I was naturally excited, but then we toured the brewery and I have this to say: this is what brewery tours should be.
The outside has bocce, cornhole, and all the other games that have been deemed necessary to open a brewpub, but you are greeted by a neat little tower that once graced Burning Man. They paid $1 for it and a whole lot more than $1 to have it shipped and erected on site.
Then came the tasting room. As soon as you walk in, you get a mat for four drinks, free of charge. That’s whether you are joining a tour or buying anything, they just give you the chance to sample four drinks right off the bat. Being the extremely large operation that they are, this is an easy thing for them to do (like Radiohead giving an album away for free once they already have more money than they know what to do with), but with 20 beers on tap, odds are good that people who sample four will either buy a pint or buy samples 5 and on. We did both.
Tours are free, frequent, and you are allowed to take pictures of anything. There’s no secrets, but you don’t see anyone brewing. You do see a massive operation in full swing, though, which is really cool to see. I love touring the small breweries, too, but it was nice to see a large scale operation that still churns out amazing beer. Basically, I hope all my favorite breweries achieve this level of success.

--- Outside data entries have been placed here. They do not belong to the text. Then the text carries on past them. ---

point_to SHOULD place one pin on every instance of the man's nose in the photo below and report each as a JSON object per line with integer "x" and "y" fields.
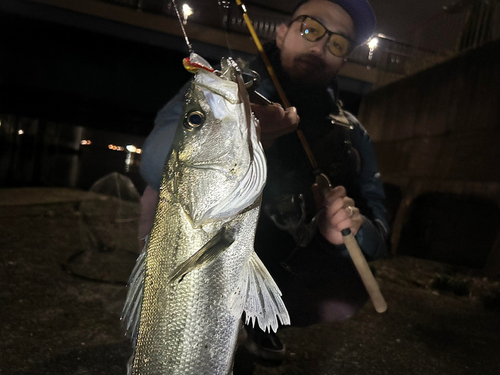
{"x": 319, "y": 46}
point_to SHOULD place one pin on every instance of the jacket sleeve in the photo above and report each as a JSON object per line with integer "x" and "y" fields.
{"x": 157, "y": 146}
{"x": 373, "y": 234}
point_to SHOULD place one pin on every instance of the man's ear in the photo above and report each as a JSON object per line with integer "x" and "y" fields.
{"x": 280, "y": 35}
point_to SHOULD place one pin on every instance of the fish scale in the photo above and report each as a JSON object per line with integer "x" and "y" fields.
{"x": 200, "y": 270}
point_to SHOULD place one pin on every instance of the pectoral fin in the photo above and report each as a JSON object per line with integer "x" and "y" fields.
{"x": 259, "y": 296}
{"x": 132, "y": 309}
{"x": 210, "y": 251}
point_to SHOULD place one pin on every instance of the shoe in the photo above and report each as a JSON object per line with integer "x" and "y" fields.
{"x": 264, "y": 345}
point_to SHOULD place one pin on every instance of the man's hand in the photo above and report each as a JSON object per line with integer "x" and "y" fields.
{"x": 340, "y": 213}
{"x": 275, "y": 122}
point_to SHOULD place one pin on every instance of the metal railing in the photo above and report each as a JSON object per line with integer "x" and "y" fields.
{"x": 458, "y": 27}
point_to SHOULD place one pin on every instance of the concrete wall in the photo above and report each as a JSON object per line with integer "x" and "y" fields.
{"x": 439, "y": 131}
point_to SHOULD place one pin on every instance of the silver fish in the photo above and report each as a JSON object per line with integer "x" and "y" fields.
{"x": 199, "y": 272}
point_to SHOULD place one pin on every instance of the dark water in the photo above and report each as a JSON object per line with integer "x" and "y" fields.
{"x": 37, "y": 153}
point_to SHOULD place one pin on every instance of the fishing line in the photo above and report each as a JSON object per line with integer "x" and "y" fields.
{"x": 224, "y": 14}
{"x": 190, "y": 47}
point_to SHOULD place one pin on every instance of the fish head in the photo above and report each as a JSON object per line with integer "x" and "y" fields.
{"x": 217, "y": 167}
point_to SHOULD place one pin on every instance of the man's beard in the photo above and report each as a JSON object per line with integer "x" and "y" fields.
{"x": 309, "y": 72}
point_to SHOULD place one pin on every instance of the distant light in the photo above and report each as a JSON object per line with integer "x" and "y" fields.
{"x": 186, "y": 12}
{"x": 373, "y": 43}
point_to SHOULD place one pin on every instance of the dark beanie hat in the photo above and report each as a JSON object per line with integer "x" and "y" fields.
{"x": 361, "y": 14}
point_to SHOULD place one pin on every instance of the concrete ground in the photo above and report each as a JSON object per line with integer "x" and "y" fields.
{"x": 60, "y": 305}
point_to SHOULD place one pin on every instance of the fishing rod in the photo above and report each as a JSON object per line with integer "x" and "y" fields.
{"x": 323, "y": 183}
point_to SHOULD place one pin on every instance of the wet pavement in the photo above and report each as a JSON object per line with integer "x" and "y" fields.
{"x": 61, "y": 302}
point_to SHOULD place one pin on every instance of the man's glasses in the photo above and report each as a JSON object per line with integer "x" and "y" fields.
{"x": 313, "y": 30}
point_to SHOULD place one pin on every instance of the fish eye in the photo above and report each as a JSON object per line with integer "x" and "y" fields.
{"x": 194, "y": 119}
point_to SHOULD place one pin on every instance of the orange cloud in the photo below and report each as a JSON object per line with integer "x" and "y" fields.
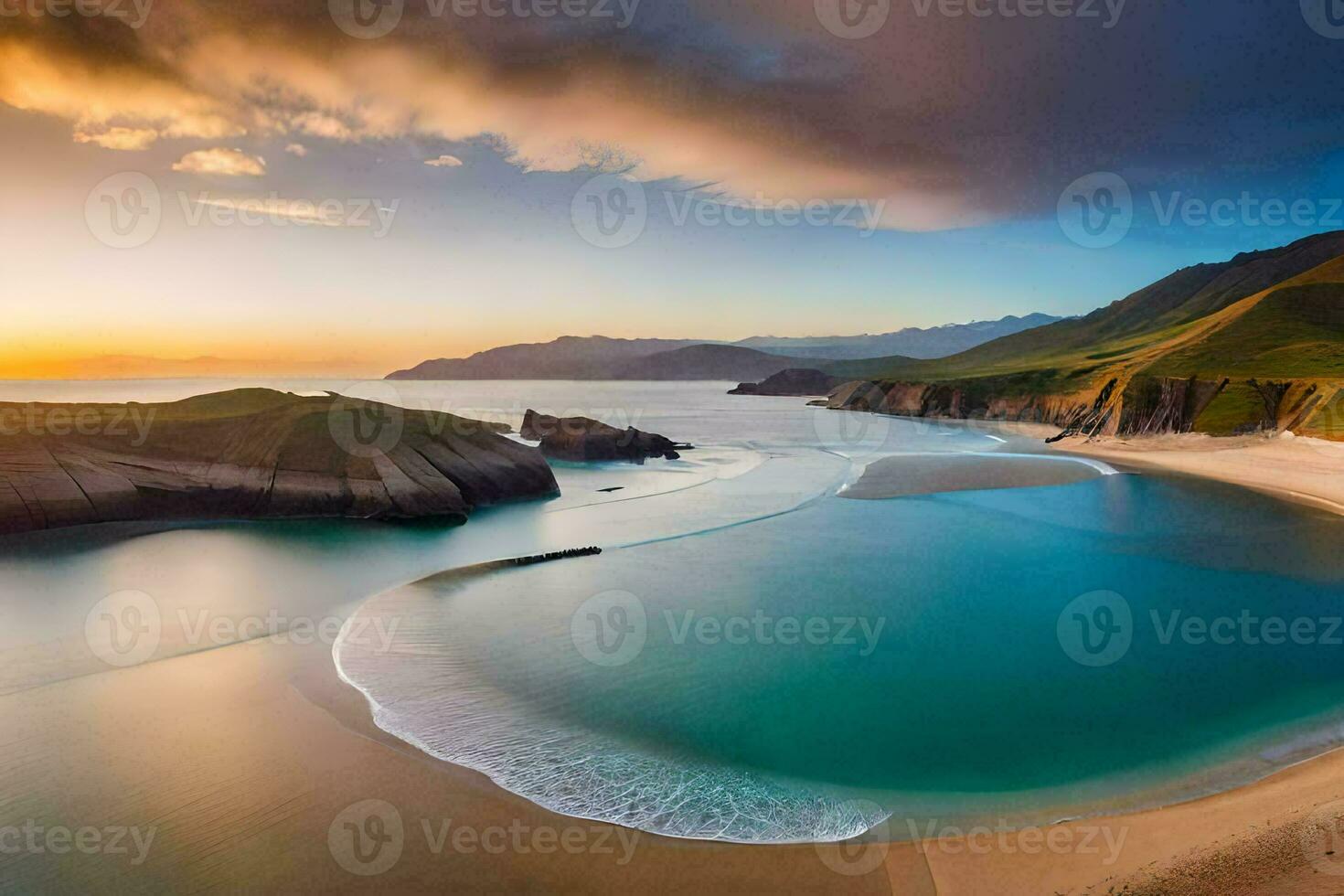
{"x": 309, "y": 80}
{"x": 228, "y": 163}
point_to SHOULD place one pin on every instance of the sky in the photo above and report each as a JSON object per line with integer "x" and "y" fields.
{"x": 349, "y": 187}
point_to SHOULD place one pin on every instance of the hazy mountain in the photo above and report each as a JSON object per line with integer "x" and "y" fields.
{"x": 569, "y": 357}
{"x": 1253, "y": 343}
{"x": 598, "y": 357}
{"x": 935, "y": 341}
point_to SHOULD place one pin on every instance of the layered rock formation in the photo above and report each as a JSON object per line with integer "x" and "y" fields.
{"x": 791, "y": 383}
{"x": 253, "y": 454}
{"x": 1138, "y": 406}
{"x": 581, "y": 438}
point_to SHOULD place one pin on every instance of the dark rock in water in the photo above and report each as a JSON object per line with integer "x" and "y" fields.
{"x": 251, "y": 454}
{"x": 580, "y": 438}
{"x": 791, "y": 383}
{"x": 554, "y": 555}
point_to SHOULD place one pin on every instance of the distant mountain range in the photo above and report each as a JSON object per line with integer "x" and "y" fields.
{"x": 935, "y": 341}
{"x": 598, "y": 357}
{"x": 1254, "y": 343}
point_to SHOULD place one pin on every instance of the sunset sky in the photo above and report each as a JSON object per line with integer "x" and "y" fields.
{"x": 423, "y": 189}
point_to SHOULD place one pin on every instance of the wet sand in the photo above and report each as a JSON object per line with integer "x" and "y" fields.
{"x": 1300, "y": 469}
{"x": 929, "y": 475}
{"x": 245, "y": 762}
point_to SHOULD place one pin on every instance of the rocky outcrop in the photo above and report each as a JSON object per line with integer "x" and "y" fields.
{"x": 580, "y": 438}
{"x": 251, "y": 454}
{"x": 1137, "y": 406}
{"x": 791, "y": 383}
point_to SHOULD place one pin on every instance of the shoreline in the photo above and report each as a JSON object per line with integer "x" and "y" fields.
{"x": 1303, "y": 470}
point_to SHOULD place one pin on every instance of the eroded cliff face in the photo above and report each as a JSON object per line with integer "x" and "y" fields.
{"x": 1137, "y": 406}
{"x": 253, "y": 454}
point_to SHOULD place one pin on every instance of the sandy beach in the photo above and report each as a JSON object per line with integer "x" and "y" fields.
{"x": 240, "y": 767}
{"x": 254, "y": 766}
{"x": 1300, "y": 469}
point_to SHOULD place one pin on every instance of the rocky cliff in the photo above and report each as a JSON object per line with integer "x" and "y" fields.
{"x": 581, "y": 438}
{"x": 253, "y": 454}
{"x": 1137, "y": 406}
{"x": 792, "y": 382}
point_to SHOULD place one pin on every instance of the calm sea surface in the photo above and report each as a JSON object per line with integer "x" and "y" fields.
{"x": 752, "y": 657}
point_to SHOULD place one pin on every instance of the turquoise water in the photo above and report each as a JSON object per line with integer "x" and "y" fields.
{"x": 941, "y": 683}
{"x": 948, "y": 680}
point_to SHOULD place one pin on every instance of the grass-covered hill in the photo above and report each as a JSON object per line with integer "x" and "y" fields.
{"x": 1252, "y": 343}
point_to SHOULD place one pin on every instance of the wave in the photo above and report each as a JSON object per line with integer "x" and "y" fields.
{"x": 421, "y": 696}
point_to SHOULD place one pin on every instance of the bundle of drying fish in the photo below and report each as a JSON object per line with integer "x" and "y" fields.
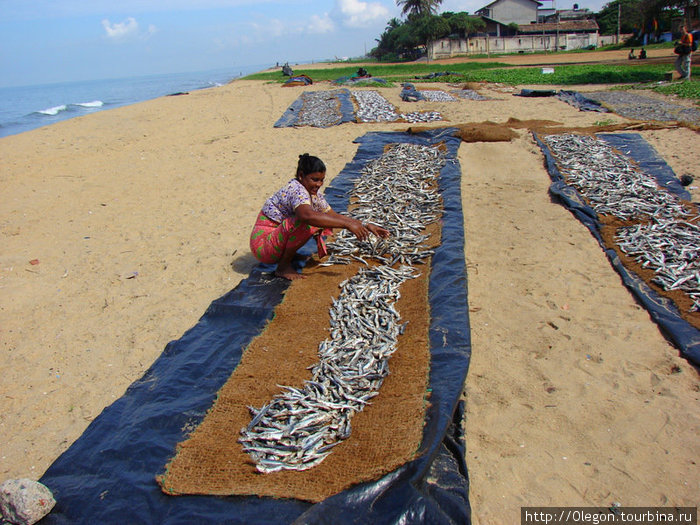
{"x": 609, "y": 181}
{"x": 670, "y": 247}
{"x": 299, "y": 427}
{"x": 436, "y": 95}
{"x": 469, "y": 94}
{"x": 396, "y": 191}
{"x": 372, "y": 107}
{"x": 320, "y": 109}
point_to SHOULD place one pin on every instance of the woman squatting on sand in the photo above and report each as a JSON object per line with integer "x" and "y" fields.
{"x": 294, "y": 214}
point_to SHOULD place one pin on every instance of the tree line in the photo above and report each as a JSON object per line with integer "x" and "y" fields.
{"x": 421, "y": 24}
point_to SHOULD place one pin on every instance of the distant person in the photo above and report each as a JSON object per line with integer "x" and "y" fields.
{"x": 684, "y": 50}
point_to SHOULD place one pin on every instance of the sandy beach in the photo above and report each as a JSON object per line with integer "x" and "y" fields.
{"x": 120, "y": 228}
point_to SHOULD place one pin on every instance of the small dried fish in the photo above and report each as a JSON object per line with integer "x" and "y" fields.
{"x": 299, "y": 427}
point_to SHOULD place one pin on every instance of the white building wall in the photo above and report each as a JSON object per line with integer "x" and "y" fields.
{"x": 481, "y": 45}
{"x": 518, "y": 11}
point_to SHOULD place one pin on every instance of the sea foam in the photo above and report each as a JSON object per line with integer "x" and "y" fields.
{"x": 93, "y": 104}
{"x": 54, "y": 110}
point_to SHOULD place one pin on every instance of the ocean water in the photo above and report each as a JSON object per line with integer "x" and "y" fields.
{"x": 30, "y": 107}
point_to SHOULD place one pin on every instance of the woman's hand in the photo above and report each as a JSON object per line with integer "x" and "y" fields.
{"x": 378, "y": 230}
{"x": 363, "y": 230}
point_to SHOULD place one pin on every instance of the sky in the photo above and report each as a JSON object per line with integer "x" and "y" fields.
{"x": 45, "y": 41}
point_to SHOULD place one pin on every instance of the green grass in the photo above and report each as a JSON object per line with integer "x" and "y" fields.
{"x": 634, "y": 75}
{"x": 566, "y": 75}
{"x": 396, "y": 72}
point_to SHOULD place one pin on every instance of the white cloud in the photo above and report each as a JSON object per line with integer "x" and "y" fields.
{"x": 126, "y": 29}
{"x": 320, "y": 24}
{"x": 355, "y": 13}
{"x": 120, "y": 30}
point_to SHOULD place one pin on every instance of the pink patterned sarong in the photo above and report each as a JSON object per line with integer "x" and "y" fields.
{"x": 269, "y": 239}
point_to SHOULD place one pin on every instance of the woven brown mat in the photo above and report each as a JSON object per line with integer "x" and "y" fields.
{"x": 385, "y": 435}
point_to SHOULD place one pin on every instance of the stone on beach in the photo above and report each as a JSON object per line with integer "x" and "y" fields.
{"x": 24, "y": 502}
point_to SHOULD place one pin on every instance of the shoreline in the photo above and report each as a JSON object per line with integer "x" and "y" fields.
{"x": 139, "y": 218}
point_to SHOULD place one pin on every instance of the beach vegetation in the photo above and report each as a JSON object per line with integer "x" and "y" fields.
{"x": 636, "y": 75}
{"x": 408, "y": 39}
{"x": 639, "y": 17}
{"x": 418, "y": 8}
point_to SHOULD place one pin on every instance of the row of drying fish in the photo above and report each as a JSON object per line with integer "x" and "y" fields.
{"x": 437, "y": 95}
{"x": 610, "y": 182}
{"x": 670, "y": 247}
{"x": 320, "y": 109}
{"x": 373, "y": 107}
{"x": 668, "y": 238}
{"x": 395, "y": 191}
{"x": 300, "y": 426}
{"x": 298, "y": 429}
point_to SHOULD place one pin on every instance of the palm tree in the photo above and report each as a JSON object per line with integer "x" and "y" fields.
{"x": 419, "y": 7}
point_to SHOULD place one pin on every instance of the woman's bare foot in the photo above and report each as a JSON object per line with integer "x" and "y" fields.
{"x": 288, "y": 272}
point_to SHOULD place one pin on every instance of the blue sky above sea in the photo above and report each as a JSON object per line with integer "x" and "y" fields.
{"x": 45, "y": 41}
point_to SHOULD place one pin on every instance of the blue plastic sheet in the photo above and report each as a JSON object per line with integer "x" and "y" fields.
{"x": 108, "y": 475}
{"x": 580, "y": 101}
{"x": 347, "y": 109}
{"x": 664, "y": 312}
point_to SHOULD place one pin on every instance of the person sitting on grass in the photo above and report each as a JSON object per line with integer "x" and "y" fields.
{"x": 294, "y": 214}
{"x": 684, "y": 49}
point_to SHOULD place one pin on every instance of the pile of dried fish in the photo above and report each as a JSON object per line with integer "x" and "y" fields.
{"x": 436, "y": 95}
{"x": 609, "y": 181}
{"x": 666, "y": 238}
{"x": 395, "y": 191}
{"x": 320, "y": 109}
{"x": 469, "y": 94}
{"x": 372, "y": 107}
{"x": 298, "y": 428}
{"x": 671, "y": 248}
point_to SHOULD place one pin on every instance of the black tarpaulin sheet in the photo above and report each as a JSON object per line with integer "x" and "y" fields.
{"x": 347, "y": 109}
{"x": 579, "y": 101}
{"x": 664, "y": 312}
{"x": 108, "y": 475}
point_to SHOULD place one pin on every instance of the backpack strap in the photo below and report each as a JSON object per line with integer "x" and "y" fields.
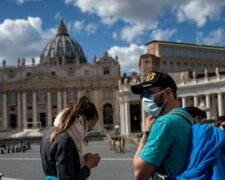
{"x": 184, "y": 117}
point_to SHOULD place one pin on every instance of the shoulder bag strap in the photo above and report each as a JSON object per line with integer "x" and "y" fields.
{"x": 183, "y": 116}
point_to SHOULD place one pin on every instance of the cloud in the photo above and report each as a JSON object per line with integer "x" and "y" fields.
{"x": 128, "y": 56}
{"x": 91, "y": 28}
{"x": 199, "y": 11}
{"x": 216, "y": 37}
{"x": 19, "y": 2}
{"x": 159, "y": 34}
{"x": 137, "y": 16}
{"x": 78, "y": 26}
{"x": 129, "y": 33}
{"x": 23, "y": 38}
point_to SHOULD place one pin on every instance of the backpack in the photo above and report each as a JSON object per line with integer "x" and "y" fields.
{"x": 207, "y": 153}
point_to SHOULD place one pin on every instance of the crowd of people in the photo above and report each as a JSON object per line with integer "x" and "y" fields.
{"x": 176, "y": 142}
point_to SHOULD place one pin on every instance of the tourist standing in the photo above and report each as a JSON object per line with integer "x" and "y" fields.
{"x": 61, "y": 146}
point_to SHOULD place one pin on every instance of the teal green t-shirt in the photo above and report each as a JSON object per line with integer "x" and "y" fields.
{"x": 168, "y": 142}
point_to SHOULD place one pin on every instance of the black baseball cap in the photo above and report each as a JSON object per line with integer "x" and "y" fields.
{"x": 154, "y": 79}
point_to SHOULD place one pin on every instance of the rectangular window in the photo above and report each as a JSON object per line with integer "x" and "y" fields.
{"x": 54, "y": 98}
{"x": 41, "y": 97}
{"x": 86, "y": 72}
{"x": 107, "y": 92}
{"x": 72, "y": 95}
{"x": 12, "y": 98}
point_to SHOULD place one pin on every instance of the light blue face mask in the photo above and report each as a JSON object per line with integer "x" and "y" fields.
{"x": 150, "y": 106}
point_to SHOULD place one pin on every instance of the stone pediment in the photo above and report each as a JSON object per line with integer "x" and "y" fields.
{"x": 41, "y": 76}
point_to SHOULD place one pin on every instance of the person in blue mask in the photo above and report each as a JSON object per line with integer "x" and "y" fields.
{"x": 164, "y": 147}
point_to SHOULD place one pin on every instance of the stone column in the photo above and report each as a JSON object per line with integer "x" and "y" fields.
{"x": 143, "y": 116}
{"x": 19, "y": 118}
{"x": 220, "y": 104}
{"x": 196, "y": 101}
{"x": 49, "y": 108}
{"x": 122, "y": 118}
{"x": 208, "y": 105}
{"x": 64, "y": 98}
{"x": 34, "y": 108}
{"x": 213, "y": 110}
{"x": 59, "y": 100}
{"x": 127, "y": 117}
{"x": 24, "y": 109}
{"x": 184, "y": 102}
{"x": 4, "y": 115}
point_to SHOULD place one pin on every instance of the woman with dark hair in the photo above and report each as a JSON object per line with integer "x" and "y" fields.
{"x": 220, "y": 122}
{"x": 61, "y": 146}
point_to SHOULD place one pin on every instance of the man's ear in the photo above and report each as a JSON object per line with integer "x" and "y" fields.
{"x": 169, "y": 91}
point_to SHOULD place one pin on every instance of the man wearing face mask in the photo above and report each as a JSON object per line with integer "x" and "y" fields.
{"x": 164, "y": 146}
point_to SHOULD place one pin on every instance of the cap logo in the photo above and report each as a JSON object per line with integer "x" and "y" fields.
{"x": 150, "y": 76}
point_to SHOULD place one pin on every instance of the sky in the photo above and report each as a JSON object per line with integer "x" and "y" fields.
{"x": 121, "y": 27}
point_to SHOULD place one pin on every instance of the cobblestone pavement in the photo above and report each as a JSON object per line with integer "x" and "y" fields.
{"x": 113, "y": 166}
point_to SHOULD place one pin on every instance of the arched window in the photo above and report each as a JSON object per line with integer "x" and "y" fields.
{"x": 106, "y": 70}
{"x": 108, "y": 116}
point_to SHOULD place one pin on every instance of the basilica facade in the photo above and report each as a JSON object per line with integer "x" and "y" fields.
{"x": 31, "y": 94}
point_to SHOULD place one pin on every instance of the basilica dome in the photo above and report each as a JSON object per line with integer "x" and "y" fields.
{"x": 62, "y": 49}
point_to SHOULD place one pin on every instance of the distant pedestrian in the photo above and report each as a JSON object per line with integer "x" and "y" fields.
{"x": 61, "y": 146}
{"x": 221, "y": 122}
{"x": 197, "y": 113}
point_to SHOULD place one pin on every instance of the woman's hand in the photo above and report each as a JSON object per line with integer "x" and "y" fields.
{"x": 86, "y": 156}
{"x": 92, "y": 160}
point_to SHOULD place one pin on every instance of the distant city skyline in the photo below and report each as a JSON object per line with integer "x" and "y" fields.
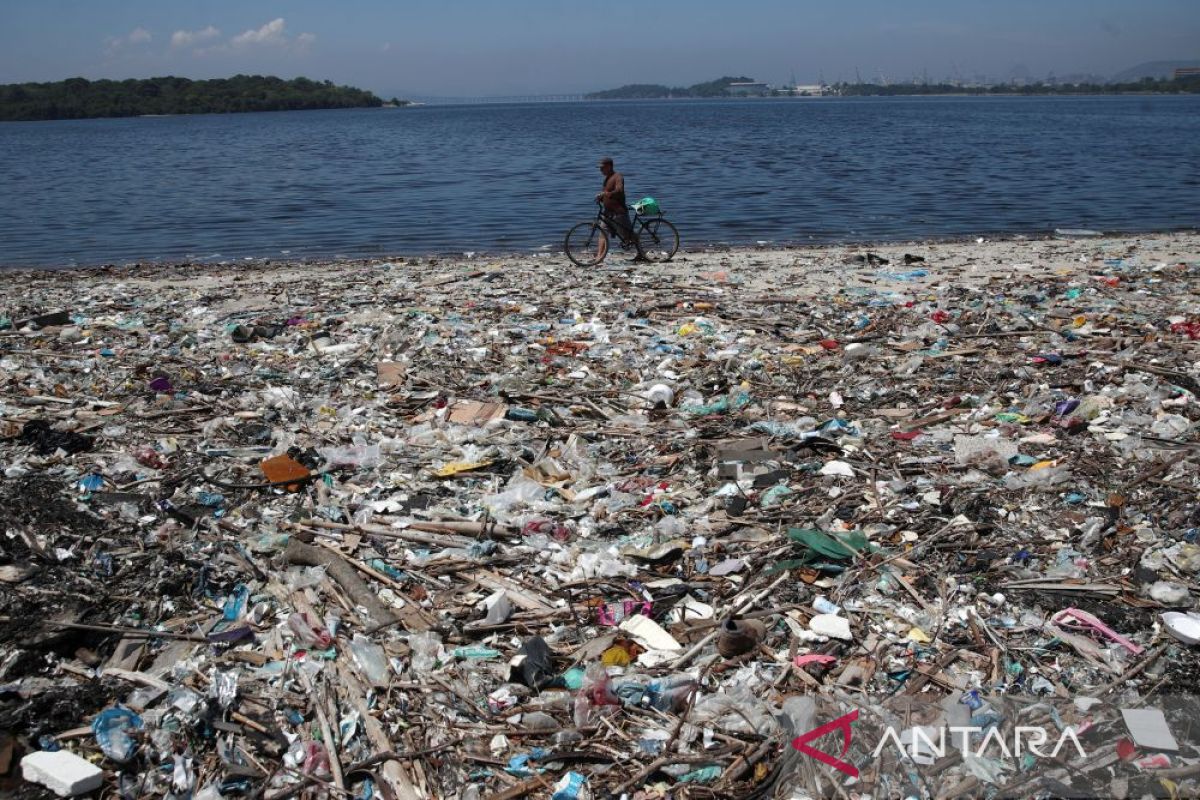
{"x": 478, "y": 48}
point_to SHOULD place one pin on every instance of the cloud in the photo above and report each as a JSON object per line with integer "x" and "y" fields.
{"x": 273, "y": 34}
{"x": 189, "y": 37}
{"x": 139, "y": 35}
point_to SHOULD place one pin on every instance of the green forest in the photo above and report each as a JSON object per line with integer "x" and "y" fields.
{"x": 720, "y": 89}
{"x": 79, "y": 98}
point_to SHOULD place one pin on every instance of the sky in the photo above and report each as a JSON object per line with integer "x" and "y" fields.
{"x": 478, "y": 48}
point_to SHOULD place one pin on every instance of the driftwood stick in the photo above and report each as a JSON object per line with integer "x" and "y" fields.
{"x": 345, "y": 575}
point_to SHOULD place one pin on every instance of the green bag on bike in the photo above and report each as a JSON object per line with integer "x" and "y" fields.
{"x": 648, "y": 206}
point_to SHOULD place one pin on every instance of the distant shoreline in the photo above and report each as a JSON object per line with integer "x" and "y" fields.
{"x": 690, "y": 250}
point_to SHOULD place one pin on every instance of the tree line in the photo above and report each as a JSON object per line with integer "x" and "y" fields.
{"x": 719, "y": 88}
{"x": 79, "y": 98}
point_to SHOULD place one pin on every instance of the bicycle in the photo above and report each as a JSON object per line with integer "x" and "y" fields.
{"x": 587, "y": 244}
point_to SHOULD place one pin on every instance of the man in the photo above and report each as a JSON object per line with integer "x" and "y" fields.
{"x": 612, "y": 198}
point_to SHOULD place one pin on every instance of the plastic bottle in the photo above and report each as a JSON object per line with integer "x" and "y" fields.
{"x": 115, "y": 729}
{"x": 475, "y": 653}
{"x": 426, "y": 647}
{"x": 235, "y": 605}
{"x": 309, "y": 632}
{"x": 371, "y": 660}
{"x": 539, "y": 721}
{"x": 659, "y": 395}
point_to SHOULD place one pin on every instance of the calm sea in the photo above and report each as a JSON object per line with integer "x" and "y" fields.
{"x": 513, "y": 178}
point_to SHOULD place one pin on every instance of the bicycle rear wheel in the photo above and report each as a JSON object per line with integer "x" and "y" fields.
{"x": 586, "y": 244}
{"x": 659, "y": 239}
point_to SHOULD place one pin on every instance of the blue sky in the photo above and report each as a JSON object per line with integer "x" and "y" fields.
{"x": 517, "y": 47}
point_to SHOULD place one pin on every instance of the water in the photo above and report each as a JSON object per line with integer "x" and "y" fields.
{"x": 513, "y": 178}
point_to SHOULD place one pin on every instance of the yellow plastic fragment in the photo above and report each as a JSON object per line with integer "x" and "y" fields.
{"x": 456, "y": 467}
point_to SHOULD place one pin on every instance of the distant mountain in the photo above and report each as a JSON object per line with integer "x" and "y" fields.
{"x": 718, "y": 88}
{"x": 1157, "y": 70}
{"x": 82, "y": 98}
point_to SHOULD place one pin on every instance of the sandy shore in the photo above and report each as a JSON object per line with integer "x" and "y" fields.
{"x": 802, "y": 271}
{"x": 907, "y": 470}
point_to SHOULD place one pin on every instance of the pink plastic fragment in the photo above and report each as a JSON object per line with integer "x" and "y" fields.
{"x": 1078, "y": 618}
{"x": 814, "y": 659}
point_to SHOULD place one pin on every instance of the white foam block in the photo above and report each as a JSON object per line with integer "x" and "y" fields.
{"x": 63, "y": 773}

Here’s some shots from the tour:
I’d like to say that we did other things in Delaware, but we didn’t. The next closest adventure we had in the second smallest state was walk around a dollar store imagining what it would be like to have to eat a week of food from just that store (it wouldn’t be as hard or bad and I suspected, surprisingly, but I’m not sure that’s a good thing). Seriously. that’s it.
I’m sure that there are some gung-ho Delaware lovers out there and to you I say: we did not give this state a fair shot. My opinion is biased.
You also have one of the greatest brew-operations in the nation.